The end result is a failure to reach a consensus and wrong decisions. This is not a good way for society to approach difficult problems.

References

[1]Edward H. Adelson: Checker shadow illusion https://en.wikiversity.org/wiki/File:Checker_shadow_illusion.svg
[2]Attribution: https://commons.wikimedia.org/wiki/File:Hering_Taeuschung.svg shared under the Attribution-Share Alike 4.0 International licence
[3]Jessica Wolf (2016) The truth about Galileo and his conflict with the Catholic Church https://newsroom.ucla.edu/releases/the-truth-about-galileo-and-his-conflict-with-the-catholic-church, viewed 21.1.2022
[4]American Automobile Association survey (2018) https://newsroom.aaa.com/2018/01/americans-willing-ride-fully-self-driving-cars/, viewed 19.1.2022
[5]Daniel Kahneman: "What would I eliminate if I had a magic wand?
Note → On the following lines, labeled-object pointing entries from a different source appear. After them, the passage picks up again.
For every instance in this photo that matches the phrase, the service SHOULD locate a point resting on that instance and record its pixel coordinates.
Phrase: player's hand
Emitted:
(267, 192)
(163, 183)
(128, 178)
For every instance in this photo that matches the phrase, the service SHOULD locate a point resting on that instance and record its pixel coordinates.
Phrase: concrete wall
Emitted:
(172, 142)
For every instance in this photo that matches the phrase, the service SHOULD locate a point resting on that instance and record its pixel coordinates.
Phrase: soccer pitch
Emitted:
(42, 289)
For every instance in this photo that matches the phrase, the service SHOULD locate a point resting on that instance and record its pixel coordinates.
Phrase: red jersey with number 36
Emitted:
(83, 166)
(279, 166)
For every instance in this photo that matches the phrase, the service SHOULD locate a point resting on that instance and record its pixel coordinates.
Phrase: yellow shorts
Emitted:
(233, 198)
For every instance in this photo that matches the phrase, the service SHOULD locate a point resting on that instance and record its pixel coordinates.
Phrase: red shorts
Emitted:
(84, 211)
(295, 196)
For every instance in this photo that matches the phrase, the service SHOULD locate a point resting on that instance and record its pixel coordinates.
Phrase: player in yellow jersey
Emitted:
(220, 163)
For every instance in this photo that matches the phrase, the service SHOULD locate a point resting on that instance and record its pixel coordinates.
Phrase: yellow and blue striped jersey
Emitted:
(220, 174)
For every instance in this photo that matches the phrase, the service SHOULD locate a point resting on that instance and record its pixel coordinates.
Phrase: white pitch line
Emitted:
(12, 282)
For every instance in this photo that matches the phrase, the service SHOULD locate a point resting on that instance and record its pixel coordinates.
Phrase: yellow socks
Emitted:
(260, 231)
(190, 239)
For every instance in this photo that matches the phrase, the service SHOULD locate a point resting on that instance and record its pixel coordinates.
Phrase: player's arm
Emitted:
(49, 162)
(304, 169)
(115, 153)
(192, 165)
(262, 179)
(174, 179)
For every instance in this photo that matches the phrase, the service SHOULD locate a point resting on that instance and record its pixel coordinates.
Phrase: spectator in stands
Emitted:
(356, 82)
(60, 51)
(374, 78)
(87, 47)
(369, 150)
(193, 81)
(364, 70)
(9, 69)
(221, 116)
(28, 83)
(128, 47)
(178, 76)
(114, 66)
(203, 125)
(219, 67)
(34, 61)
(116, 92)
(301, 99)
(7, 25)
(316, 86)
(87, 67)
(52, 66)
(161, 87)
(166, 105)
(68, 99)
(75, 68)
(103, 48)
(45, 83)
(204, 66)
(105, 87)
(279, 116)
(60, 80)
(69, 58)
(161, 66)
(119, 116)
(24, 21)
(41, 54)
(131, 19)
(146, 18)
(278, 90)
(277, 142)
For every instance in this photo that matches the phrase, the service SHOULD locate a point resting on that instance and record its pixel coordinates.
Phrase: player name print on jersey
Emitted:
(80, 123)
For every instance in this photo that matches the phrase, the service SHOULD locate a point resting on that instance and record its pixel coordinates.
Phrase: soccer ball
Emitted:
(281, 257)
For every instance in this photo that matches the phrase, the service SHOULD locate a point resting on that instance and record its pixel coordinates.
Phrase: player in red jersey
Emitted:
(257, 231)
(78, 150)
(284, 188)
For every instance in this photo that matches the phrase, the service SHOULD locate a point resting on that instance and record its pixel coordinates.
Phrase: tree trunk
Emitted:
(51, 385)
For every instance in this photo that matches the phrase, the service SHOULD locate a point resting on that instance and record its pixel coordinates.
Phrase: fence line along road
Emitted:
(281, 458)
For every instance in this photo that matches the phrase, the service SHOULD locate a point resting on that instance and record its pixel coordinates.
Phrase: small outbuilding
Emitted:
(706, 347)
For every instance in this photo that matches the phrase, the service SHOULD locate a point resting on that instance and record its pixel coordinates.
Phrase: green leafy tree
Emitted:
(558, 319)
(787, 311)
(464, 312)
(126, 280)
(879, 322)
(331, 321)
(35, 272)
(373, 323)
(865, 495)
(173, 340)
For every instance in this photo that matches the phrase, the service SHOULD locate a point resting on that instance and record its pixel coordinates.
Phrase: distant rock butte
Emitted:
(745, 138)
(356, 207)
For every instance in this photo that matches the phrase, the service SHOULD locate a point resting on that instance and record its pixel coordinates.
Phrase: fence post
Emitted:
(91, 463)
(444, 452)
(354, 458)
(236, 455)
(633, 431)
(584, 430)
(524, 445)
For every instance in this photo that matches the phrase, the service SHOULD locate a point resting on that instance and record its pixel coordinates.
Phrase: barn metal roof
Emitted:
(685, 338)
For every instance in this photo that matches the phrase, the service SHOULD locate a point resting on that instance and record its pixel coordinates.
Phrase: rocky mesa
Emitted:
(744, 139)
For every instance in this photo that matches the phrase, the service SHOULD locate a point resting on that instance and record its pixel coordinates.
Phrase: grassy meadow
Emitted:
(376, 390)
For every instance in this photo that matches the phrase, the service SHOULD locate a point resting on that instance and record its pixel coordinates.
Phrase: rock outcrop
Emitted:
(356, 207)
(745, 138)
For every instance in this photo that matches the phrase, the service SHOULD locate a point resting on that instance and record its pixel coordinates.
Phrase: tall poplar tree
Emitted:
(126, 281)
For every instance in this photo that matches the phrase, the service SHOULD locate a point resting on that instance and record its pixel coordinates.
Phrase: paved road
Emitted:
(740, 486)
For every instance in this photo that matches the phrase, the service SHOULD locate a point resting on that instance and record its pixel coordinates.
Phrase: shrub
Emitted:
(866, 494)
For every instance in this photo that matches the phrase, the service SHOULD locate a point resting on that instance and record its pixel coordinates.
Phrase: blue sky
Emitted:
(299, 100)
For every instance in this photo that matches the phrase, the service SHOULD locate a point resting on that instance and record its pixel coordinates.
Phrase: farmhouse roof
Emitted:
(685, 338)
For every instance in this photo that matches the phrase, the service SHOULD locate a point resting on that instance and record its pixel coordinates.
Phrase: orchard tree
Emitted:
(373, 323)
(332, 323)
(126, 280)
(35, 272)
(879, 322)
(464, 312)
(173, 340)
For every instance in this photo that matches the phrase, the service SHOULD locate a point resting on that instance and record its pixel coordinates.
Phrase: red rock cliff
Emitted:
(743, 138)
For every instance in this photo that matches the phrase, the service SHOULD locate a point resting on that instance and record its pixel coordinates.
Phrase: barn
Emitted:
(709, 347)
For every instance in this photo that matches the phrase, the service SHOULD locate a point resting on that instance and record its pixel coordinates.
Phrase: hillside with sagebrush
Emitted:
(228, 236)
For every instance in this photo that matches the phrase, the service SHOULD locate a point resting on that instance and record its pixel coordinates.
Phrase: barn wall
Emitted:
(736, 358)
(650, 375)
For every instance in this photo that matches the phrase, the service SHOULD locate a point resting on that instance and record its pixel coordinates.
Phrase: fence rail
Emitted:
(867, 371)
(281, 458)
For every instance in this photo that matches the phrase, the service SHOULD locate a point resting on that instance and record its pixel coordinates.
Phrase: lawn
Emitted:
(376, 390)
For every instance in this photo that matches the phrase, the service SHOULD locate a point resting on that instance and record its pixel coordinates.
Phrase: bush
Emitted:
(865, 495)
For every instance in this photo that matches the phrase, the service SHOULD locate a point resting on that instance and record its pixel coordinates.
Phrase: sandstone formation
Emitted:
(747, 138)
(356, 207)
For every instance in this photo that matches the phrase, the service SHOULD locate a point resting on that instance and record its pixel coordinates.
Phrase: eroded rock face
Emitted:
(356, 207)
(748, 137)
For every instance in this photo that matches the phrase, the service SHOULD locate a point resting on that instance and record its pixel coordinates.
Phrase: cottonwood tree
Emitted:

Overconfidence" (2015) https://www.theguardian.com/books/2015/jul/18/daniel-kahneman-books-interview
[6]Kopp (2016) Avoiding the Pitfalls of the Dunning-Kruger Effect and Groupthink https://users.monash.edu/~ckopp/archive/PAPERS/Seminar-DKE+Groupthink-2016.pdf
[7]https://en.wikipedia.org/wiki/List_of_cognitive_biases
[8]Emergency care in hospitals is as good at the weekend as on weekdays (2022) https://evidence.nihr.ac.uk/alert/hospital-emergency-care-is-as-good-at-the-weekend-as-on-weekdays/
[9]Stanley Cohen (2001) States of Denial: Knowing about Atrocities and Suffering ISBN: 978-0-745-62392-4
[10]Wullenkord MC (2022) From denial of facts to rationalization and avoidance: Ideology, needs, and gender predict the spectrum of climate denial https://www.sciencedirect.com/science/article/pii/S0191886922001209?via%3Dihub

Appendix: Checker shadow illusion

By looking at the image via a narrow gap e.g. between two fingers, it can be seen that squares A and B are actually the same shade of grey.